Pero quien mejor definió en aquella larga y alegre sobremesa el carácter y el estilo de Patrick Leigh Fermor fue Norwich, cantando su peculiar versión de You´re the top aplicada a Paddy, que parodiaba a la vez al popular Cole Porter y al culto Browning con versos aliterativos y de rima interna tales como You´re the bubbling bard who finds it hard to stop / which is why we murmur, Fermor, you´re the top!

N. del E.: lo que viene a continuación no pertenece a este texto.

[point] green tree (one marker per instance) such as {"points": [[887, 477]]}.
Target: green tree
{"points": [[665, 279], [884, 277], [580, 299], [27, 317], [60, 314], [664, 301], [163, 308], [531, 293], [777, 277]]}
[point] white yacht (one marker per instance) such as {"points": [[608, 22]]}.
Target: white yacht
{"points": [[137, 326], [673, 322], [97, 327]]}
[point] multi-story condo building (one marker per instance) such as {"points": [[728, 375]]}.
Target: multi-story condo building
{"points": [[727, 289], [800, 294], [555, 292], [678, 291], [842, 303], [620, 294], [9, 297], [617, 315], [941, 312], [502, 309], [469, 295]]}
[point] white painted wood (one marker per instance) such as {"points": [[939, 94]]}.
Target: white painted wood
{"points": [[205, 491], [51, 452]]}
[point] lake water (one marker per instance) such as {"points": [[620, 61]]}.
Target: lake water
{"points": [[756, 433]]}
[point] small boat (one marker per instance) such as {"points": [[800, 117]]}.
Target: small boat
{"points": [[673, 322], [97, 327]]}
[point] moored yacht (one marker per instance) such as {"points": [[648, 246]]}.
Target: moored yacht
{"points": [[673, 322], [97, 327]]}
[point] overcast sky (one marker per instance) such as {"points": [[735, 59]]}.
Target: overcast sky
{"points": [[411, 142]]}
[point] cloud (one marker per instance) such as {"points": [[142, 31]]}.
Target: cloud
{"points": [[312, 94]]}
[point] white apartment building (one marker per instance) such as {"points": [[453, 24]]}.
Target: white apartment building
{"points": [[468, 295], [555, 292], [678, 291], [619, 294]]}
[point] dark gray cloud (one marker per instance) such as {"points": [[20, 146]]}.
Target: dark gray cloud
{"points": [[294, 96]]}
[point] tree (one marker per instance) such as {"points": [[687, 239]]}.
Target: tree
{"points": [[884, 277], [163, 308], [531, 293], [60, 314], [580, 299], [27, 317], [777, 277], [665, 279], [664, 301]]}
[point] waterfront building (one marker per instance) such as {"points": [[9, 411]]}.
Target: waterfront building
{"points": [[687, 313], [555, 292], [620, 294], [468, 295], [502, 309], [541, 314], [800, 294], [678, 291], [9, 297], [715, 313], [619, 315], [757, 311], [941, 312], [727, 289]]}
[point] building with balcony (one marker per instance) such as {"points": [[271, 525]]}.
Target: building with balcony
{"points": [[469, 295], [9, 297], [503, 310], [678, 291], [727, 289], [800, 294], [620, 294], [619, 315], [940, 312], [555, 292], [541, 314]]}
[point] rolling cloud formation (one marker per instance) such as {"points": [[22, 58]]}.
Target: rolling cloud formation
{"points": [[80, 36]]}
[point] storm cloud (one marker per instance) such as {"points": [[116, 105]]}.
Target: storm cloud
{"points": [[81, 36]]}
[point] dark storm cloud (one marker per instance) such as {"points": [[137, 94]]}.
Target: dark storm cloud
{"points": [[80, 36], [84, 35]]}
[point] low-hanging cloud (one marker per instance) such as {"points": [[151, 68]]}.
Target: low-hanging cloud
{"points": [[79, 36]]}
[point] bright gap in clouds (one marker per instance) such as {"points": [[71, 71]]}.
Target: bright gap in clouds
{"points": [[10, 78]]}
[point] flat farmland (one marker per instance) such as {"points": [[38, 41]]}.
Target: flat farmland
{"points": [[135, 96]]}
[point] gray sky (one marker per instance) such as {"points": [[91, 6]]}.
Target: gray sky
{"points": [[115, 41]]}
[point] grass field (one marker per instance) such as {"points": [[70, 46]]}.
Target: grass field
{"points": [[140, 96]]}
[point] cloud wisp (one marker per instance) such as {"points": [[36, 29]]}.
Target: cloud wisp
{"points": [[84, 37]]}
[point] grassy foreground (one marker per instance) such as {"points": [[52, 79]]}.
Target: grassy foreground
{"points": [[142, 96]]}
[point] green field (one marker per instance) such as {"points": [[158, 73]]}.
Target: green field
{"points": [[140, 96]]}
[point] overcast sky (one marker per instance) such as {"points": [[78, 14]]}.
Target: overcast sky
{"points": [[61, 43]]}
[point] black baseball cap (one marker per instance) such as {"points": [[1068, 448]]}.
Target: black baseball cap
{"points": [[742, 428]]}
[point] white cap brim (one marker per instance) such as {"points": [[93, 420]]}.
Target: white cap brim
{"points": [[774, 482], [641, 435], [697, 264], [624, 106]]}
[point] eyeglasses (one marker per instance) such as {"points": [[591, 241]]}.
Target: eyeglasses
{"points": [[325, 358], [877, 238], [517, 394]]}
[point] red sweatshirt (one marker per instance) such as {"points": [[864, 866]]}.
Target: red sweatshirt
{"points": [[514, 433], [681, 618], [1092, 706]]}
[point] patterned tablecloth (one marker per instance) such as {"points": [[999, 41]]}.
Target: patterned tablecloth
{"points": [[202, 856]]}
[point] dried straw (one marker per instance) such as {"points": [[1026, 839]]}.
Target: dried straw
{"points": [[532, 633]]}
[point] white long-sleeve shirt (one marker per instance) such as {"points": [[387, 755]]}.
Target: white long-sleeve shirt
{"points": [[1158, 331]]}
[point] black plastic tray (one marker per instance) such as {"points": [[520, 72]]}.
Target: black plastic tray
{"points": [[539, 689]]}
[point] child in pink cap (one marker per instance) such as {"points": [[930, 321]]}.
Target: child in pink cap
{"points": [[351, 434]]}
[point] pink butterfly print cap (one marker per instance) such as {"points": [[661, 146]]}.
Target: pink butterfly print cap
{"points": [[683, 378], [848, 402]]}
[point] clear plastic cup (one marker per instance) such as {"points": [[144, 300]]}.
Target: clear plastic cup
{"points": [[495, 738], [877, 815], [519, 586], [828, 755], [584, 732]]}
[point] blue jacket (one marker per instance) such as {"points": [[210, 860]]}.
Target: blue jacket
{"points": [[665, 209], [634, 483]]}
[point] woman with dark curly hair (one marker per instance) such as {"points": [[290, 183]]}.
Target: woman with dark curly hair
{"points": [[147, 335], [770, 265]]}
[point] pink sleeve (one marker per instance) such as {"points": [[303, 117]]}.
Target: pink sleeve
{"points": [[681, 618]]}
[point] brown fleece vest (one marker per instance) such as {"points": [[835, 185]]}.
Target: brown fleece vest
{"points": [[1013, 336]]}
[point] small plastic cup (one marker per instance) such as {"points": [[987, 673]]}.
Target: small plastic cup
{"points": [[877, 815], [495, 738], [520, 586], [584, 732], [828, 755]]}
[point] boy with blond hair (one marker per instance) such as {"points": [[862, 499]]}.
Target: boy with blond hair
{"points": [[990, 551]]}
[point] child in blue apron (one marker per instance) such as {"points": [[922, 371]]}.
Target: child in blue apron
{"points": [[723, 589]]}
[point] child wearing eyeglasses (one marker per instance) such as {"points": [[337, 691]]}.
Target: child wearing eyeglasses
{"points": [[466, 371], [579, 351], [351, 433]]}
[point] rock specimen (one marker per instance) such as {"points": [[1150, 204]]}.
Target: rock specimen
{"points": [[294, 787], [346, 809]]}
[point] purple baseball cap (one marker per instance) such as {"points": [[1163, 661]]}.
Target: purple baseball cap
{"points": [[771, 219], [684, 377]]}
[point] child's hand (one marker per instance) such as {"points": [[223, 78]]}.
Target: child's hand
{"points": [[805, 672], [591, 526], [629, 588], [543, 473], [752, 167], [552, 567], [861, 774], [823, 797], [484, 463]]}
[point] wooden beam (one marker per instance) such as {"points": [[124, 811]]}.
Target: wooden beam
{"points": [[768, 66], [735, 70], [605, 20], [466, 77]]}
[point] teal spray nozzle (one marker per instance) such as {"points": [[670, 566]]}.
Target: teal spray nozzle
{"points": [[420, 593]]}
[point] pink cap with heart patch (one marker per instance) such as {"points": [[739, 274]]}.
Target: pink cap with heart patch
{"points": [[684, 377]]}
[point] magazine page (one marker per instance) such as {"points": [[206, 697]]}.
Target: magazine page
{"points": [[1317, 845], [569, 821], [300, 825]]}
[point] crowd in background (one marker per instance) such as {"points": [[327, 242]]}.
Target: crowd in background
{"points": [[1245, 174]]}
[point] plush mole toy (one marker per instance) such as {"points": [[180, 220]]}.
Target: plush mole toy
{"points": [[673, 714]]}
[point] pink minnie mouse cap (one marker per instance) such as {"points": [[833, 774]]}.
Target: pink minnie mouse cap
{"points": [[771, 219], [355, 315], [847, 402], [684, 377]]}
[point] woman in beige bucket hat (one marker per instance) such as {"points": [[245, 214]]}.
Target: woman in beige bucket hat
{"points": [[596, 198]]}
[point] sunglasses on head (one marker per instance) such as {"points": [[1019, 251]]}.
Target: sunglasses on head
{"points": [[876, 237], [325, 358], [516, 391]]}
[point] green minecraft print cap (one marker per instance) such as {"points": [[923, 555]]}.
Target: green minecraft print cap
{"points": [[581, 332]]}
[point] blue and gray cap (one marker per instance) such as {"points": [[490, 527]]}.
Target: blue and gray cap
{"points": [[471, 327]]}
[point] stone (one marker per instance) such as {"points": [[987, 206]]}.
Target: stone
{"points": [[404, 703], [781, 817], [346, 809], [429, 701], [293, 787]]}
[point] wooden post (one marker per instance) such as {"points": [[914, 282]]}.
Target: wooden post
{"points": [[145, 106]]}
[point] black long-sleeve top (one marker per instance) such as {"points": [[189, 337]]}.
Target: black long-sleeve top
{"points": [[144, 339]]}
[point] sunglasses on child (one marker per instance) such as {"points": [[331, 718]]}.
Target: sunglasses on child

Sin embargo y con ser todo esto por completo verdadero además de risueño, no era toda la verdad. Dentro de este conversador brillante, ameno y alegre había un trabajador infatigable que corregía pruebas hasta agotar a su editor. Tenía la convicción —acertada por lo demás— de que el ritmo de la prosa requería cambiar varias palabras si se cambiaba una sola, con lo cual se producían unas cascadas de longitud incalculable. Cuando se vió aquejado por esa desesperante dolencia que es la sequía de la pluma del escritor —calculo que en su caso, como en otros, eso ocurrió cuando abandonó los cigarrillos, esos mismos que lo llevaron a la tumba hace unos días— y cada vez que le preguntaban por el volumen pendiente sobre su caminata a Constantinopla se enfadaba o entristecía, y a veces se refugiaba en mentiras inocentes, como cuando algunos amigos le sugerían que no intentase, por una vez, escribir con todos los esplendores barrocos de su prosa habitual, y que fuese menos ambicioso en este su probable último libro. Pero desarmaba a todos contestando con manso y modesto orgullo: «Es que yo no sé escribir de otra manera. No puedo». No era verdad; nunca es verdad cuando un escritor viejo dice eso. Paddy escribía maravillosas cartas llenas de humor y de amor, ambos expresados con sencillez al final de su vida. Y nunca perdió la gracia, en todos los sentidos de la palabra. Por dos veces, en estos últimos y tristes días después de su muerte, una vieja y querida amiga suya que expresamente desea ser citada, Debo Devonshire, me dijo «cuando escribas sobre Paddy cuenta cuánto hemos reído ». Dicho queda, o al menos apuntado.

Eterno caminante por la Via Pulchritudinis, buscó la belleza en lo pequeño y en lo grande. El mismo adolescente que acompañaba sus primeros pasos por los caminos fríos de Alemania a principios de 1934 con una reserva cuantiosa de poesía en la memoria, recitaba a veces a Lewis Carroll y otras el Stabat Mater o el Dies Irae. Y el mismo muchacho, ochenta años después, fue despedido en un funeral de honda belleza, ordenado por él en música y textos que incluían el Protoevangelio de Santiago. El cura anglicano terminó el oficio de cuerpo presente con un «Descansa en Paz y levántate en la Gloria». En exacto paralelo —Muerte y Resurrección— un corneta de su antiguo Regimiento de la Guardia Irlandesa acompañó la inhumación con los dos toques de ordenanza, Silencio y Diana.

El entierro coincidió con un rompimiento de gloria.

Marqués de Tamarón, escritor y diplomático.